I have a bunch of complex malware files that I am trying to analyze and reverse-engineer to understand their functionality for educational purposes. I have been using the website metadefender.com for its sandbox analysis of code found in files. Unfortunately, the website does not handle large files well. Does anyone know of any alternative services that provide similar types of sandbox analysis?

I should add that I am relatively a novice without any formal training so I am heavily dependent on services to analyze what is malicious/not native and what is not.
1. Intelix Portal

2. ANY.RUN - Interactive Online Malware Sandbox

3. Free Automated Malware Analysis Service - powered by Falcon Sandbox

4. Filescan.IO - Next-Gen Malware Analysis Platform

5. Login | Triage

6. https://analyze.intezer.com/
 
I have a piece of malware that is designed very well because it has encrypted code that I cannot figure out how to get it to unencrypt (the valuable code section).
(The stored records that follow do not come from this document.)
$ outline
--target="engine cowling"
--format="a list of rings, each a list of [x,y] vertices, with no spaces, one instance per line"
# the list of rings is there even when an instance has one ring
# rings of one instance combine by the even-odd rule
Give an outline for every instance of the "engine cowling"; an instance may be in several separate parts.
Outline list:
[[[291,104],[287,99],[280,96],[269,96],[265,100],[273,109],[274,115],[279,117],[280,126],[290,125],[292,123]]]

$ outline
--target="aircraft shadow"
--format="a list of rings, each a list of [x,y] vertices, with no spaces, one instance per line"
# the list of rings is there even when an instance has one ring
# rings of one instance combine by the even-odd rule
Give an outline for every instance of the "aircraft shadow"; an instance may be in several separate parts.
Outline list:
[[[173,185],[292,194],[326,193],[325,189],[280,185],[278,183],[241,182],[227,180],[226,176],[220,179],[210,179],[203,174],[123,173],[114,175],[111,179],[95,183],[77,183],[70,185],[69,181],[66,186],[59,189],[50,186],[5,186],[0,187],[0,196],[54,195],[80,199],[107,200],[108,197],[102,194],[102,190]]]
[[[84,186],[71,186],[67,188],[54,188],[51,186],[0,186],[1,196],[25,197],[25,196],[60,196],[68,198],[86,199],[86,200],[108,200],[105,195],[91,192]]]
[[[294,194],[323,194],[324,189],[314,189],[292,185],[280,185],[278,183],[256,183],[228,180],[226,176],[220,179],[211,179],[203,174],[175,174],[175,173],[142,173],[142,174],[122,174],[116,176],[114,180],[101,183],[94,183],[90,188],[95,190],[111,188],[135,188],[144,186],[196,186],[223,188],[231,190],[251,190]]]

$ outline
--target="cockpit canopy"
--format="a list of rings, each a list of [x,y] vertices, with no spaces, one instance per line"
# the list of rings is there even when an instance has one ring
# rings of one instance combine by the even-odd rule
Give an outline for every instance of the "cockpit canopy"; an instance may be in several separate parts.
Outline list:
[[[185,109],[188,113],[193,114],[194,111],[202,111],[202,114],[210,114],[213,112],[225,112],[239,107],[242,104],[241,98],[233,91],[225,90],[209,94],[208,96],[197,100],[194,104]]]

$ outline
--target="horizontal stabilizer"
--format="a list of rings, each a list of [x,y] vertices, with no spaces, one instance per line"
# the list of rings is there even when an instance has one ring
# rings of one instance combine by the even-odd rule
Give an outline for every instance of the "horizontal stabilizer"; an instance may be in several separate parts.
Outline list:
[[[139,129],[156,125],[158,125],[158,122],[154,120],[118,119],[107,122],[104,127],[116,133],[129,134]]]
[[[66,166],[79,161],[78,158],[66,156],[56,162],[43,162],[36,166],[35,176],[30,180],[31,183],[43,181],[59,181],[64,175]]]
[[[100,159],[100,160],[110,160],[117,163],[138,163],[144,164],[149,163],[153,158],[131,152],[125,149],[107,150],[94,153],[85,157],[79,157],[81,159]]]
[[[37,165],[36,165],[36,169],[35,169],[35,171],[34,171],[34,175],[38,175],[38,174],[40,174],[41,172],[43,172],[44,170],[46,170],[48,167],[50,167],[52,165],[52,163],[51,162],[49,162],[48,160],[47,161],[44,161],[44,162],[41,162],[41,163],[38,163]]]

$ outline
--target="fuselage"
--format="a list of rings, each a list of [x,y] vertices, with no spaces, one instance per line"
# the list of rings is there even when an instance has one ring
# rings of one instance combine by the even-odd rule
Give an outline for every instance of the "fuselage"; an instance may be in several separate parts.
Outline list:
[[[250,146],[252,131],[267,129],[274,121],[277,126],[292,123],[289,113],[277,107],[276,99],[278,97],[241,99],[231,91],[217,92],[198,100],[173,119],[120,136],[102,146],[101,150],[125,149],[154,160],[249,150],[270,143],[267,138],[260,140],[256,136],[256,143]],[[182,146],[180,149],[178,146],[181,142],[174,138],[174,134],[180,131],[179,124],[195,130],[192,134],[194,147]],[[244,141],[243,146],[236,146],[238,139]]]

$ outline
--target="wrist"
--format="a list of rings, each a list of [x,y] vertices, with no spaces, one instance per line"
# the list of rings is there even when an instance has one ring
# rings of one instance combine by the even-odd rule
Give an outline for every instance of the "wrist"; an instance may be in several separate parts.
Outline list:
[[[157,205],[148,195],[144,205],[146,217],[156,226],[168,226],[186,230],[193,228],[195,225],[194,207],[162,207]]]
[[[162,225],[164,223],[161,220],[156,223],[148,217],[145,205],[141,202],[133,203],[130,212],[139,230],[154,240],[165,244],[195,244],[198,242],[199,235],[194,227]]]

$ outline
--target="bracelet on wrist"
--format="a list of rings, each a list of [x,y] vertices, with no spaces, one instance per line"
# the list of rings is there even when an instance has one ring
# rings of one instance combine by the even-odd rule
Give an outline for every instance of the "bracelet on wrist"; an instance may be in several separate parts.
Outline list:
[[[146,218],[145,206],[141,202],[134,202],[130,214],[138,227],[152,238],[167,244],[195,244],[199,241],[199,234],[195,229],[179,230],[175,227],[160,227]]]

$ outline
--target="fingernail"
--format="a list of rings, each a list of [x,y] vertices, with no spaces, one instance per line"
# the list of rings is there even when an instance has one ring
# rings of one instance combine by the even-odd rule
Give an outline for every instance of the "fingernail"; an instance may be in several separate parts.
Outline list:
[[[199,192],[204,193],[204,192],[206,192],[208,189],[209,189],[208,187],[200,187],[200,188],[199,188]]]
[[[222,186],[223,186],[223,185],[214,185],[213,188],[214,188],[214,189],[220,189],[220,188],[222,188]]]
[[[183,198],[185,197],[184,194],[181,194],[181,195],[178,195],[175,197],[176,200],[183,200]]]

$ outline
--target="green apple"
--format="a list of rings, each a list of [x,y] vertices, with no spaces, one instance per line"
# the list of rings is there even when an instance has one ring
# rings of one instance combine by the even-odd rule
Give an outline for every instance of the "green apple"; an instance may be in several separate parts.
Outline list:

The malware is designed to trap a debugger in an infinite loop, even after intentional errors designed to trip up a debugger are bypassed. When running the code with x64dbg, it created an executable file that is pinging my system32 dll directory, as the file was found with several malicious DLLs that were a part of a man-in-the-middle attack suite that is too complicated to explain. When analyzing the .exe that was generated metadefender says that it has several anti-debugging features and VM detection code. It appears that the DLL is pinging this program and other files to receive instructions for how to decrypt the payload. With the detection of the debugger or dynamic analysis in a vm, it is replacing the good stuff with null bytes. Is there a program that is capable of evading anti-debugging tactics like this, short of loading everything up in a computer? I see the next best option is to painstakingly go through and try to edit the coding of the program to stop, which seems like the worst choice of the available options. Any comments are appreciated.

I should add my analysis points to the malware being set up to decrypt into RAM which is the point of using a program such as x64dbg.